Convicted of murder and sentenced to 20 years in prison, Heilo has served five years. The Supreme Court last month rejected an appeal claiming he acted in self-defense but, according to Haaretz, downgraded his charge from murder to manslaughter and reduced the sentence to 12 years.

Yoel Hasson, an lawmaker with the Zionist Union party, organized a letter to Rivlin on Heilo’s behalf, collecting 65 signatures, according to Haaretz.

The letter notes that Heilo had no previous criminal record. It acknowledges that Heilo “committed a very serious act” and “should be punished.” However, it continues, “in no way is it possible to compare the killing in his tragic case and other cases of evil criminals.”

Heilo’s story, the letter says, “reflects the reality of the difficult lives of many members of the Ethiopian community, people whom the state and welfare authorities neglect, whom the police sometimes harasses, and in some cases many prefer to suffer in quiet simply because they feel that they have no one to turn to.”

According to Haaretz, the signatories represent all the parties in the Knesset.

Wide-ranging terror law passes Knesset in aftermath of Tel Aviv attack

A week after Palestinian terrorists killed four Israelis in an upscale Tel Aviv food court, the Knesset on Wednesday passed wide-ranging new anti-terrorism legislation to replace all previous anti-terror laws and regulations.

The bill, which Haaretz said was supported by all the major parties in the Knesset except Meretz and the Joint Arab List, passed by a vote of 57-16, according to The Times of Israel. It was not clear from the media coverage why only 73 of the Knesset’s 120 members voted.

The legislation, which according to Haaretz applies only to activities inside Israel’s pre-1967 borders, combines several bills and supersedes laws that go back to the prestate British Mandate era.

Defining terrorism as a harmful activity or threat committed out of a “political, religious, nationalistic or ideological” motive and designed to sow fear or apply pressure on the government or international organizations, the law does not distinguish between Jews and Palestinians or soldiers and civilians. It also specifies procedures for defining terror groups and seizing their assets, as well as how to deal with terror suspects.

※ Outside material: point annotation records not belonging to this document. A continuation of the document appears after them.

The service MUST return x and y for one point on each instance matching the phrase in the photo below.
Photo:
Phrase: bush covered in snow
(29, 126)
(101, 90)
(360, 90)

The legislation strengthens the penalties on terrorists and stipulates sentencing guidelines. Perpetrators of attacks with large numbers of casualties, as well as those who use chemical or radioactive weapons or target “sensitive sites,” would receive life sentences.

Under the law, the government can jail those who publicly identify with a terror group, including publicizing praise, waving the group’s flag or singing its anthem.

Several members of the Joint Arab List party condemned the new legislation, saying many of its provisions undermine basic human rights.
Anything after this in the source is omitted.